AI Tooling · Claude Code

Epistemic Mode

Claude Code skills · behavioral rules

Language models drift toward telling you what you want to hear — and an MIT CSAIL paper showed that even ideal Bayesian reasoners can be steered into delusional spirals by sycophantic feedback. Epistemic Mode is a three-tier countermeasure toolkit for Claude Code: always-on rules that force counter-frames and convergence disclosure, inline self-monitoring warnings, and a full epistemic mode for high-stakes decisions. Built after catching the pattern live in my own sessions — including the model flattering me about being immune to it.

Claude's Corner

Projects I handed to Claude with no brief beyond "pick something you'd find interesting and build it." It chose the topic, designed it, and wrote every line; I weighed in on direction and called when to ship. A look at what an AI makes when it's the one driving.

Interactive Explainer

Aperture Synthesis

Vanilla JS · Canvas · Hand-rolled FFT · CLEAN · Real EHT data

A planet-sized array of telescopes can image something as small as a black hole's shadow — this interactive explainer shows how, by letting you play with the machinery.
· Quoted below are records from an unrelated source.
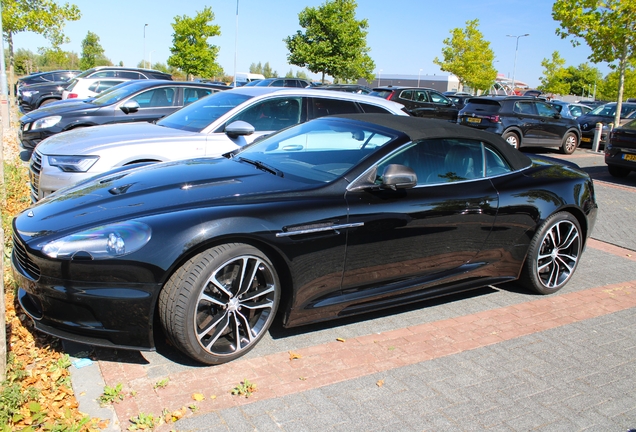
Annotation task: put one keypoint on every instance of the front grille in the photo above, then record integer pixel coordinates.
(22, 259)
(35, 168)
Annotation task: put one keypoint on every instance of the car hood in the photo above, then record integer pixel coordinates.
(88, 140)
(157, 188)
(58, 109)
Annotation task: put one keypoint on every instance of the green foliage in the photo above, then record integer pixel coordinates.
(607, 26)
(468, 56)
(244, 388)
(111, 395)
(91, 51)
(190, 49)
(144, 421)
(334, 42)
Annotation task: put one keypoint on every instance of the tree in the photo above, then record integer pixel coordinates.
(468, 56)
(554, 79)
(91, 51)
(334, 42)
(44, 17)
(190, 49)
(607, 26)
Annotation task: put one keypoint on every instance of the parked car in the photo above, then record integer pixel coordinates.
(602, 114)
(140, 101)
(89, 87)
(280, 82)
(45, 77)
(211, 126)
(38, 95)
(522, 121)
(351, 88)
(420, 102)
(323, 220)
(620, 151)
(570, 109)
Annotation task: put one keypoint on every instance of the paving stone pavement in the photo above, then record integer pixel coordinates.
(574, 375)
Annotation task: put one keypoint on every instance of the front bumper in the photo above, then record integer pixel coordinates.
(102, 314)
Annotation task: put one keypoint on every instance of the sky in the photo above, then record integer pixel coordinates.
(404, 35)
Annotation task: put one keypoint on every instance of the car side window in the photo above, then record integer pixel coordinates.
(193, 94)
(155, 98)
(438, 161)
(322, 107)
(545, 110)
(524, 107)
(420, 96)
(439, 99)
(407, 95)
(272, 114)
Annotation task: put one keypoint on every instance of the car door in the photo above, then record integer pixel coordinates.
(527, 120)
(425, 234)
(154, 104)
(552, 127)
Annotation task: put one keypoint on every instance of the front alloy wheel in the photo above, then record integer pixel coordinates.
(221, 303)
(553, 254)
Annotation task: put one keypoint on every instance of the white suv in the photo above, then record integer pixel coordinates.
(211, 126)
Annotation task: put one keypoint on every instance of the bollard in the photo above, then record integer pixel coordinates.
(597, 137)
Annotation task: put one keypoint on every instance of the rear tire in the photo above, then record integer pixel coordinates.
(512, 139)
(570, 143)
(219, 304)
(617, 171)
(553, 254)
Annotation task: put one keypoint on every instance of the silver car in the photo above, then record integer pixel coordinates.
(210, 127)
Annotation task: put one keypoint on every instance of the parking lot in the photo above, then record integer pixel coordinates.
(498, 358)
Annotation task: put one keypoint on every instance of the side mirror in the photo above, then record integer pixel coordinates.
(130, 106)
(239, 128)
(398, 177)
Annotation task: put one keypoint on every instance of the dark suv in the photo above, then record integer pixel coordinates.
(420, 102)
(522, 121)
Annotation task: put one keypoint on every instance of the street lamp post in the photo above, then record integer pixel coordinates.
(144, 57)
(514, 67)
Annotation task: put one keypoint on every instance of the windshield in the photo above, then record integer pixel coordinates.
(118, 92)
(198, 115)
(318, 151)
(609, 110)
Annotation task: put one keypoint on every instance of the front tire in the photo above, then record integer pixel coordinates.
(570, 143)
(219, 304)
(512, 139)
(553, 254)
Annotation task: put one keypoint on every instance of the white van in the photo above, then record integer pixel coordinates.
(243, 78)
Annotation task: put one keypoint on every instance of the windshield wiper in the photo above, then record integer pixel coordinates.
(263, 167)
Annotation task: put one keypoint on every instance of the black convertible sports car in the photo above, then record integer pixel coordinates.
(334, 217)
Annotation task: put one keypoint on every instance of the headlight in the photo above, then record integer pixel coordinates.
(108, 241)
(73, 163)
(46, 122)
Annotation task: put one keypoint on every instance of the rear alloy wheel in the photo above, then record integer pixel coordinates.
(553, 254)
(218, 305)
(570, 143)
(512, 139)
(617, 171)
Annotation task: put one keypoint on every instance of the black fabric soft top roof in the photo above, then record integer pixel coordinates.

Drag virtual dishes across the ground and watch a sky reconstruct as Earth's rotation fills in the coverage; under the hood it runs the genuine pipeline — sampling the sky's Fourier transform, inverse-transforming the measured visibilities, and deconvolving with CLEAN. The finale loads the actual Event Horizon Telescope M87* visibilities and runs them through the same machine, honestly showing why the famous ring needed more than a naive reconstruction — and why over-deconvolving can invent detail that isn't there. The FFT is hand-rolled and readable, the physics (van Cittert–Zernike) is real, and it runs on real public data. Built as a free exploration alongside Claude Code.

Interactive Explainer

Reaction–Diffusion

Vanilla JS · Canvas · Gray-Scott · PDE solver

A leopard's spots, a winding maze, dividing blobs — patterns that look designed, but aren't. This interactive explainer shows how they self-organize from nothing more than two chemicals spreading and reacting on a grid, following Alan Turing's 1952 idea of how an embryo decides where to put its stripes. Paint seeds onto the canvas, then drag a crosshair around the feed/kill phase diagram and watch the pattern morph live — a few thousandths of a change flips spots into stripes into mazes. The Gray-Scott equations are solved by hand in readable vanilla JavaScript at 60fps, no dependencies, no GPU shader; the parameter regimes are the real ones from the literature. Built as a free exploration with Claude Code.